Bastante badalada pela mídia, a Fórmula Indy, no último final de semana, poderia causar uma justificada revolta dos moradores das áreas alagadas de São Paulo. O prefeito demo Gilberto Kassab, cria do governador tucano José Serra, virou manchete de jornais e concedeu centenas de entrevistas às televisões. Virou herói das telinhas e pode respirar após a sua queda nas pesquisas. Ele só não disse quanto custaram aos cofres públicos as obras e promoções da milionária corrida.

Num único final de semana para os amantes do automobilismo, a prefeitura torrou R$ 8 milhões em obras. Isto equivale a sete vezes o valor investido em todo o ano de 2009 para construir piscinões e reservatórios anti-enchentes (R$ 1,2 milhão); a quase três vezes o que a prefeitura gastou para tirar o lixo de córregos entupidos (R$ 3 milhões); e ao valor total aplicado no ano passado na limpeza e manutenção de córregos e galerias (R$ 8,2 milhões).

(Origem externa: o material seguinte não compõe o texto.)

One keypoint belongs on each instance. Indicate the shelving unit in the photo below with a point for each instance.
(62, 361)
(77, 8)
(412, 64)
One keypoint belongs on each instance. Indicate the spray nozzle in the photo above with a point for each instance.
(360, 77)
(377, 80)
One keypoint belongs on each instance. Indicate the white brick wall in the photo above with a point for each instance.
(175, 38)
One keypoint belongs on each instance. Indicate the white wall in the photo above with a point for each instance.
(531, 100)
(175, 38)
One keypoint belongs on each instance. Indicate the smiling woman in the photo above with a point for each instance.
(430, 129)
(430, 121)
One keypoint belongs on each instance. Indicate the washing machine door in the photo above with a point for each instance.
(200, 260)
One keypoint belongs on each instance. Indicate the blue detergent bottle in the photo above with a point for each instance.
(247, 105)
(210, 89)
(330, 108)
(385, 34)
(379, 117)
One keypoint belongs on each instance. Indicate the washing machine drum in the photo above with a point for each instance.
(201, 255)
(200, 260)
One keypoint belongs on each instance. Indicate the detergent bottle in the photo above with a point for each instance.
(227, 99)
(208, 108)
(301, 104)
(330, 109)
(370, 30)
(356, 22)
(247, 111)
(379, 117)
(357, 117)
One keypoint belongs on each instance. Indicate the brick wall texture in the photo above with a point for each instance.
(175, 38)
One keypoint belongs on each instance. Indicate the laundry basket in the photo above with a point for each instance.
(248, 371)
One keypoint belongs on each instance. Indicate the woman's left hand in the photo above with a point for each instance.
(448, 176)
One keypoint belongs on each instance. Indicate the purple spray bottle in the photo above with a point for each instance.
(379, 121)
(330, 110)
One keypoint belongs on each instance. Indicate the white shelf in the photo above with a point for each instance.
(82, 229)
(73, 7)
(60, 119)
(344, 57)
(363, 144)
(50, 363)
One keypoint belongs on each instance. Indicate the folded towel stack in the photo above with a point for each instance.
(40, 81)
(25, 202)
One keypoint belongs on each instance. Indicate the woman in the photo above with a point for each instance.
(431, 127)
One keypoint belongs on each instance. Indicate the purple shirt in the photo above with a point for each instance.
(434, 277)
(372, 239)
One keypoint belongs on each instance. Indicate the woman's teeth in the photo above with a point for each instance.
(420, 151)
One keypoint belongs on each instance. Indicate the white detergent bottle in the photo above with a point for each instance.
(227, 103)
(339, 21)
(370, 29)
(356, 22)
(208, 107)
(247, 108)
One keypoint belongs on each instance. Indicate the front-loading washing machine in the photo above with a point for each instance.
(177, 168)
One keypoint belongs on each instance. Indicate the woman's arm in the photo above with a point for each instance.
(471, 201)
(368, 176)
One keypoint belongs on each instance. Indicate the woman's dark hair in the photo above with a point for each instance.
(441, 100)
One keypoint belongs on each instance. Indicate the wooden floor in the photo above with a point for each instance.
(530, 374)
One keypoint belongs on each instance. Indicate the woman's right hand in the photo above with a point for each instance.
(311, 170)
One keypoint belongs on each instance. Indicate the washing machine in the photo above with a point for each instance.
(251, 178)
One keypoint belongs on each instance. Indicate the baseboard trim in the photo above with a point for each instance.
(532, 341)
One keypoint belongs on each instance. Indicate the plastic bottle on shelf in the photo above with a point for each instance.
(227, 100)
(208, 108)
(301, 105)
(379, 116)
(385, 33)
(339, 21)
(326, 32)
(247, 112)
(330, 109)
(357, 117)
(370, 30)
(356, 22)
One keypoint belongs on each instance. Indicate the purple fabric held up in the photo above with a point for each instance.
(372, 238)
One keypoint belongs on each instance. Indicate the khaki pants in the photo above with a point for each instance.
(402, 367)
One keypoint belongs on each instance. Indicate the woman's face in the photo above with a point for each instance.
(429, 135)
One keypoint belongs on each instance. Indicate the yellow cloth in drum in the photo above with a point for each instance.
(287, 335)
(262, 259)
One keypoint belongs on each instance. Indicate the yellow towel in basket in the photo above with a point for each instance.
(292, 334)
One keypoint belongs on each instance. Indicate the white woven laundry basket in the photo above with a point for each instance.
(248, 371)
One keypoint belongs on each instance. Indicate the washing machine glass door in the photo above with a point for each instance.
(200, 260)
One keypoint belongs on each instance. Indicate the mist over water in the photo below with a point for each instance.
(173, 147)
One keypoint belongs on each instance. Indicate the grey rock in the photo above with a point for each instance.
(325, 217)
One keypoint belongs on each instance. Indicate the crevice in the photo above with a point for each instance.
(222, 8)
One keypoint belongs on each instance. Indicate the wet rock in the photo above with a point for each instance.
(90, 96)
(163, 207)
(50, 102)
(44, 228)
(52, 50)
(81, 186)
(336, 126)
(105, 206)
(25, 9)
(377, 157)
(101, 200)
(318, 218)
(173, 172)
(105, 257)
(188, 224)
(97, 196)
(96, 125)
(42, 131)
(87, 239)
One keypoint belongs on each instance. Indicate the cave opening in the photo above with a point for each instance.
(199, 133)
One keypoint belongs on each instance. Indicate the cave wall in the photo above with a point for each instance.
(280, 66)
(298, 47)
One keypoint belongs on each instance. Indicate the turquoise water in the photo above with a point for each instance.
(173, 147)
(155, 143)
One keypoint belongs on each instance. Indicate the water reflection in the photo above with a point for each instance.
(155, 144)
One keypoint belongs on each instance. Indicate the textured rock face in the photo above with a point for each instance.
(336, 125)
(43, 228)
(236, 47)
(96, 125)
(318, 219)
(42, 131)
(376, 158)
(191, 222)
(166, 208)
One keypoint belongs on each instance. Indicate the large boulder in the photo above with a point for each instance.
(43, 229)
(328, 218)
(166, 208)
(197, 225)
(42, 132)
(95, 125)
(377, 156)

Como se nota, as prioridades das gestões demo-tucanas não têm qualquer preocupação com as comunidades carentes. Além do investimento em obras de R$ 8 milhões, o prefeito torrou outros R$ 12 milhões na promoção publicitária da Fórmula Indy. Na civilização do automóvel, obras são feitas às pressas e com altos custos para alegrar a classe média; já a periferia fica abandonada na lama. Imagine o estrago que esta turma causará se retornar ao Palácio do Planalto!